Thursday, January 5, 2012

Santorum on the three-way, bigots on the left

Here we go again.  This afternoon Rick Santorum was booed loudly and roundly at a collegiate event (hello?  fellow professors?) in New Hampshire when, challenged on his rejection of civil marriage for gays and lesbians, he suggested that such a right might also include marriages consisting of three or more partners.

(In the past, he has, idiotically, also suggested that the argument for gay marriage might be extended to "man on dog."  I'm not even fond of dogs in the conventional sense so, yes, this does seem like a different case to me.  Call me conservative.  But for heaven's sake, don't call this guy Mr. President.  Nevertheless...)

Those on the left of him (most of the room) seemed to think that introducing the idea that the grounds for gay marriage and the grounds for plural marriage are similar constitutes a smear campaign designed to make gay marriage seem radical.  But the grounds for these two cases are not similar, they are the same.  If marriage is to be understood as a civil institution joining two people together in a contract that includes things like commitment and intimacy and fulfillment and a communion of support, well, why would this be limited to duets?

I'm not being sarcastic here.  I can readily imagine a home of two men and one woman, maybe with a child or two from a previous marriage or one of the sexual unions, in which the three adults are genuinely committed to a community of intimacy and partnership.  We always imagine the suggestion of plural unions as swinging sexy "three-fers," when in fact, I'm guessing, in real life these communities may well develop out of a web of long-term friendships and support (you know, the way your marriage did).

You are disagreeing, saying we outlawed this already.  Didn't I just see the trial, with oppressed pale women in oversize Laura Ingalls Wilder get-ups and a really sick misogynist at the helm of it all? Well, yes.  But these sins are not unique to people living in compounds in rural Idaho, bad romances are all over my lovely Connecticut suburb.  If the guy on TV had been happy with just one abused woman, of course, this would all be on the up and up.

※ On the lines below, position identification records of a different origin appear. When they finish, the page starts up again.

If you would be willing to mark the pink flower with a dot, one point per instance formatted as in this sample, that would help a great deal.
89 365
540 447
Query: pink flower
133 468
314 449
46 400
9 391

The point here is that we have already, in the civil realm, re-defined marriage in such a way that plural marriage is simply another form of Heather's two mommies and Tommy's life with his single dad and your cousin's two-person straight marriage on the beach with a Universal life minister. The consensus at the moment is to regard civil marriage as a private deal about the happiness of those involved, and the rest is none of your business.

Santorum is quite right to point this out, and those who boo to shut down thinking are the bigots in the room.